Though studies show that relationships are drastically changed by a birth, they can change for the better with care and communication.

Plan for the changes to your relationship and its roles with your partner and be open to discussing them now, in the postpartum time.

Consider that intimacy is about communication and understanding, not just sex, and focus on building that as opposed to worrying about jumping back into PIV sex.


Rediscovering Your Body

To ensure full physical recovery—and not cause new symptoms—and to encourage pelvic-floor tone for your life, wait for six months before returning to running or heavy weight lifting.

Specific pelvic-floor and core movements, called bandhas, are crucial in restoring inner health so that your return to exercise is successful.

Your sexuality is your own. Begin by exploring your own body before returning to penetrative sex with your partner.


Reclaiming Your Sexuality

The Virgin Mary represents a separation between motherhood and sexuality. Integrating our mother selves and sexual selves is a radical act.

Reclaiming sex includes redefining sex and feminizing sex.

Most women feel as if they are starting over again with their sexual identity and desires after having a baby. This can be an invitation into a more authentic sexual expression.

Sex should never be painful. If it is, there is a reason for it. Assess what you think the source of pain is so that you can get the right support.
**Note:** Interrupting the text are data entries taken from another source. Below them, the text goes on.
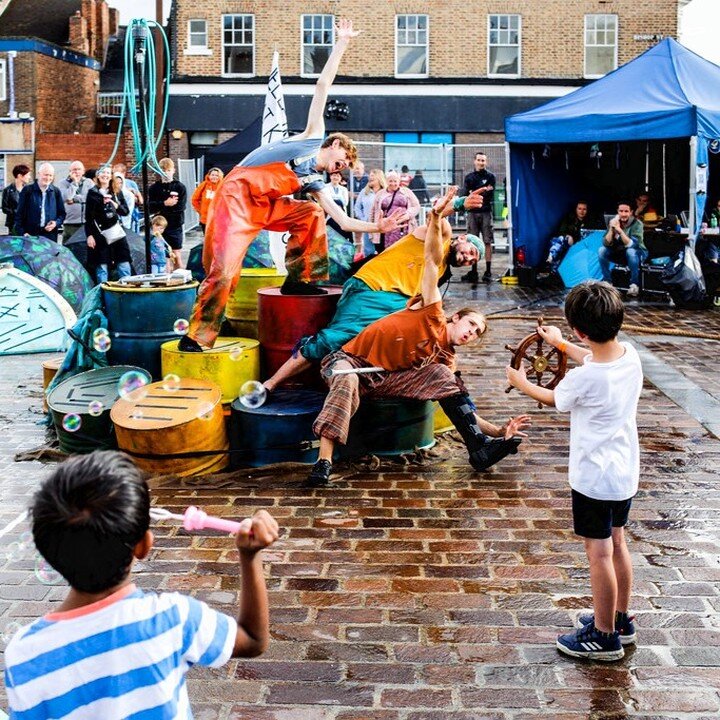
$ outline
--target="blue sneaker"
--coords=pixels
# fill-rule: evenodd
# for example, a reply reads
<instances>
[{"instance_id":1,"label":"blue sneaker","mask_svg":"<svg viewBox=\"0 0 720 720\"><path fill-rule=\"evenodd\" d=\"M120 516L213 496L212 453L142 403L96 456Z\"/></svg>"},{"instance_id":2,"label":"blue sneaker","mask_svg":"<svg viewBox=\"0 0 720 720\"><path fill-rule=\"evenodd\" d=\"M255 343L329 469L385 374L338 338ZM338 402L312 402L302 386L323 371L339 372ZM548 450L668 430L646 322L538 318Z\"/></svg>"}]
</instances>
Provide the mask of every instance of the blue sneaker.
<instances>
[{"instance_id":1,"label":"blue sneaker","mask_svg":"<svg viewBox=\"0 0 720 720\"><path fill-rule=\"evenodd\" d=\"M622 645L632 645L635 642L637 634L635 632L634 619L634 616L630 616L627 620L615 621L615 631L620 635L620 643ZM578 615L575 621L575 627L584 628L594 622L595 615L593 615L593 613L585 613L584 615Z\"/></svg>"},{"instance_id":2,"label":"blue sneaker","mask_svg":"<svg viewBox=\"0 0 720 720\"><path fill-rule=\"evenodd\" d=\"M560 635L555 645L561 653L576 658L612 662L625 656L620 635L617 632L612 635L601 633L596 630L594 623L567 635Z\"/></svg>"}]
</instances>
Discovering the Mother You Are

Your relationship to your mother is a fundamental piece of your psychological and physical health and is especially awakened when you become a mother.

Becoming a good enough mother means that you can let go of perfection and know that good mothering is about the quality of the repair that is made after there are mistakes. Modeling making mistakes and then repairing them is a valuable part of mothering.

You do not have to love every part of parenting.

Reach out to other women to help mother you as you continue on your own journey into motherhood.